(Photo: Kelly Roche/QEW South Post)
BY DANIEL PHANNENHOUR
To end our very long election campaign, all parties and candidates are now making promises that we know to have little hope of being kept. We endure such falsehoods because we know that elections are not won or lost by keeping or breaking promises. Elections are won and lost by whose story we choose to believe.
Life shared in community is complex and mysterious, so we employ stories to help us conduct the politics of our life together.
Each candidate and each party is telling us a story that they want us to believe. They are telling us who we are and where we are going as a nation, hoping that their story will make sense to us and inspire us to vote for them.
The Conservatives are telling the story of a dangerous and threatening world. People, both within and beyond our borders, seek to harm our way of life. A Conservative government can be trusted to keep us safe from all of these cultural, economic, and military threats.
The Liberals are telling the story of nostalgia. Once again they have a Trudeau to lead their party, and they are trusting Canadians to remember the days of optimism, growth, and goodwill that they enjoyed under their leader’s father who used the power of his government to make everyone’s lives freer, nobler, and more prosperous. They are telling us that the son of the father can be trusted to do the same.
The New Democrats are telling the story of change. They offer an untried, and therefore uncorrupted, alternative to the traditionally dominant parties. They deserve a chance to make our lives better because they have not made any of the mistakes that the others have.
The Greens have taken the place of the New Democrats as the small but effective voice of conscience in our government and society. They want to deepen and preserve our connection to the ecology of the natural world.
The most disturbing trend of this election campaign has been the almost exclusive focus on the party leaders. The best stories, however, are those that are shared by more than one or even a few people.
Running a country like Canada is a complex and demanding task that is beyond the ability of one person to do it alone. Yet we have been given very little insight into the supporting cast of people who will share in responsibility of decision-making with the leader.
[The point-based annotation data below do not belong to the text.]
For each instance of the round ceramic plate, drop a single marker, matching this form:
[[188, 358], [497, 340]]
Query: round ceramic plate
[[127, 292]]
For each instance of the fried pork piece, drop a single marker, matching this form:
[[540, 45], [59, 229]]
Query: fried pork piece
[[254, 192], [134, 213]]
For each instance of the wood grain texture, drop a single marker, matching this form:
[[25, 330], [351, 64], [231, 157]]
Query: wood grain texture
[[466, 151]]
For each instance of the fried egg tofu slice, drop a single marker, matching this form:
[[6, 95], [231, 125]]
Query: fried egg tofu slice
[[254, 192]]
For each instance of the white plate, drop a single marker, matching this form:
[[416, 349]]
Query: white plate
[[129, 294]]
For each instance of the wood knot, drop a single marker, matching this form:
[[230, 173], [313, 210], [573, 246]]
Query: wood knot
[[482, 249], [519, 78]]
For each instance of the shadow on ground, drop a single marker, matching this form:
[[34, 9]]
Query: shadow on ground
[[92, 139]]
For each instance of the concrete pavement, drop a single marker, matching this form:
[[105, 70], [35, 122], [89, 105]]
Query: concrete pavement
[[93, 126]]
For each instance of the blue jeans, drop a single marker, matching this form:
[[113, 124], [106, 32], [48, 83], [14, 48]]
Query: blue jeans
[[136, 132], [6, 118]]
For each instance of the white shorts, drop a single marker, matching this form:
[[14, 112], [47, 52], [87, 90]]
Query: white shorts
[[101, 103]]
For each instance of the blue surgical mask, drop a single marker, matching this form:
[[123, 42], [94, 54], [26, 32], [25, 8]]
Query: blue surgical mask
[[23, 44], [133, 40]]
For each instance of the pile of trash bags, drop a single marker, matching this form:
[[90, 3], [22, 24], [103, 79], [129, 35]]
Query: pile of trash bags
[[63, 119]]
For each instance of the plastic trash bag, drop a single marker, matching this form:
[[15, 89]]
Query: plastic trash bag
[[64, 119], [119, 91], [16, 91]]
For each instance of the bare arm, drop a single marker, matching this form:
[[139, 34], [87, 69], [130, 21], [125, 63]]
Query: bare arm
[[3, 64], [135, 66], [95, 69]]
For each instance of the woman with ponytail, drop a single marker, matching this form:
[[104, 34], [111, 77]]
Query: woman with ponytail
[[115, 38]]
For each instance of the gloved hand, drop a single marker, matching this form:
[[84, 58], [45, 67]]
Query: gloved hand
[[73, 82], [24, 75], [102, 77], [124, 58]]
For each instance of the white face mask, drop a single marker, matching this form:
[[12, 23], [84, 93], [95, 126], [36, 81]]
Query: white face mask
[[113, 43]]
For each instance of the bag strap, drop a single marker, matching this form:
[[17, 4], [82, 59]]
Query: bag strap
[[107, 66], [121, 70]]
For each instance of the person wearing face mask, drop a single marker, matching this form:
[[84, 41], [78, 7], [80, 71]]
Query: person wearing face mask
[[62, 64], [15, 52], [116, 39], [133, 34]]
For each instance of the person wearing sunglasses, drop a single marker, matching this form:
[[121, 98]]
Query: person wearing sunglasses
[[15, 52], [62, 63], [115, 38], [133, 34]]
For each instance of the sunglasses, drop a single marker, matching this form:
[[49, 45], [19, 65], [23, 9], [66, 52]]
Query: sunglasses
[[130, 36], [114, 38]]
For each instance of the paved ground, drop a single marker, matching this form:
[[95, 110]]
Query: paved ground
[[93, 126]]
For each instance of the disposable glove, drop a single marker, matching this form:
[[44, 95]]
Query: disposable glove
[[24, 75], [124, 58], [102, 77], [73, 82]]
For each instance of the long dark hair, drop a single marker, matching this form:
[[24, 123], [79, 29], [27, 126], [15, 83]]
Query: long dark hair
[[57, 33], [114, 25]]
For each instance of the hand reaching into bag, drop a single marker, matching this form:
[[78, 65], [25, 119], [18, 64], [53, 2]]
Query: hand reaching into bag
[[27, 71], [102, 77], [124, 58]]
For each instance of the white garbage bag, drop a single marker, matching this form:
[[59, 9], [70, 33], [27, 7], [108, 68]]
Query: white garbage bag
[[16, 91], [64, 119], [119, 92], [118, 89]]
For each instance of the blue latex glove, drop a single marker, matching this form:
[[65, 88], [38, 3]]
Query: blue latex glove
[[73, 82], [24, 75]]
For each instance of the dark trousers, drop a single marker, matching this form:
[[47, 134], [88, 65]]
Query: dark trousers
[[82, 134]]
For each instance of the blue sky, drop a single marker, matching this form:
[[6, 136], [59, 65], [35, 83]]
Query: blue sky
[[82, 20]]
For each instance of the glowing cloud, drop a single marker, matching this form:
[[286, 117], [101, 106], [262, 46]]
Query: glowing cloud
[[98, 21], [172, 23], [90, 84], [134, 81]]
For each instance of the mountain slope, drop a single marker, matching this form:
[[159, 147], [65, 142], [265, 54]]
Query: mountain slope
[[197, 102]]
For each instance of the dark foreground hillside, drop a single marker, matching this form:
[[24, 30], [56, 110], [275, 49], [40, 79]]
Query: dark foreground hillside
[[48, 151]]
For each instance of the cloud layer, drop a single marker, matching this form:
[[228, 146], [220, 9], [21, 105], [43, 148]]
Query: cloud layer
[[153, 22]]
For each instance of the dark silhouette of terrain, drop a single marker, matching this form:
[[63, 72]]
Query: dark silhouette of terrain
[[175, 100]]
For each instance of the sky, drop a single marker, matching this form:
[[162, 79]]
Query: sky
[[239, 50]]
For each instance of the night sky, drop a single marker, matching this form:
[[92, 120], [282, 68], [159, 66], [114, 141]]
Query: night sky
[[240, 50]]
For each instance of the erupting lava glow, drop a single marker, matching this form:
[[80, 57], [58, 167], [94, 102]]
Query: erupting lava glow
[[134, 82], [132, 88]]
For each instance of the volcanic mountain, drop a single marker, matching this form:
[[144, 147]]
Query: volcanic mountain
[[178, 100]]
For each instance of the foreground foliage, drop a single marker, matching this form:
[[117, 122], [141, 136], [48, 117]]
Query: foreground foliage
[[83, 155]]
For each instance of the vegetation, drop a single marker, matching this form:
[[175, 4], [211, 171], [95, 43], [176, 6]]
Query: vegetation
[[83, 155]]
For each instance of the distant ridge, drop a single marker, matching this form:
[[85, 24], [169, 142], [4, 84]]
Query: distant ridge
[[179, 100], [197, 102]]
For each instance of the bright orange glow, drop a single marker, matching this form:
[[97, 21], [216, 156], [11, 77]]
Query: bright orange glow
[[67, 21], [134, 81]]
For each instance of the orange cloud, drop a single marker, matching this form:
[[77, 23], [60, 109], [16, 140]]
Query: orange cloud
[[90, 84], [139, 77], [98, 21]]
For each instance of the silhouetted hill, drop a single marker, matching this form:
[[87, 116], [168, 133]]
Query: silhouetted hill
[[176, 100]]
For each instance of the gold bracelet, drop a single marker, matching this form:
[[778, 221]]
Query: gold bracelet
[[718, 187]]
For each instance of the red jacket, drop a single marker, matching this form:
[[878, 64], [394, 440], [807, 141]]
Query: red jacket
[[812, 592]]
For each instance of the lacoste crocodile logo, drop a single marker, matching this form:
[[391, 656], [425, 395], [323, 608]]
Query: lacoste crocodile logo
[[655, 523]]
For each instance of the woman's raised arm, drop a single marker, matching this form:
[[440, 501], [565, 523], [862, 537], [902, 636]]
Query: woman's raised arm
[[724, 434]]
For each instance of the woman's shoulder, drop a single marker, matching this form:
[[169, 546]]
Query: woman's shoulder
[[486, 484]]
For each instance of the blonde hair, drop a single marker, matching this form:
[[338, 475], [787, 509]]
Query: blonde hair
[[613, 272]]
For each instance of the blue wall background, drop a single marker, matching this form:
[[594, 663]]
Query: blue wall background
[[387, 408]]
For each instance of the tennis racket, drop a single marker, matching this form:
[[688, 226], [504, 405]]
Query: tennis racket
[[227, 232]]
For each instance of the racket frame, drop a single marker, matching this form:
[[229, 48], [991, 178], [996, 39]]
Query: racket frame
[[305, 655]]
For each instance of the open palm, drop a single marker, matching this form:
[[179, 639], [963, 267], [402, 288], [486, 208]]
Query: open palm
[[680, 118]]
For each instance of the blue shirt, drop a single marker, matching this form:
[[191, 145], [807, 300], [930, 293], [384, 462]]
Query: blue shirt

Will it be representatives whom Canadians elect from all across the country serving in the cabinet and committees of Parliament? Or will it be an unelected staff in the Prime Minister’s Office who make key decisions and then seek to enforce discipline within the party’s ranks?
No party has given us a glimpse of the team that might serve in leadership after the election. We only have the stories of the leaders by which to make our decision. Whose story will you choose to guide the life of our country for the next five years?
Think carefully and then, be sure to vote.
Daniel Phannenhour (Pastor Dan) is an unretired Lutheran pastor and father to three lovely young women. He currently lives with his wife in the Oakville parsonage, and is exploring new ways of embodying the Christian faith while celebrating the multicultural and multifaith diversity of our community and nation.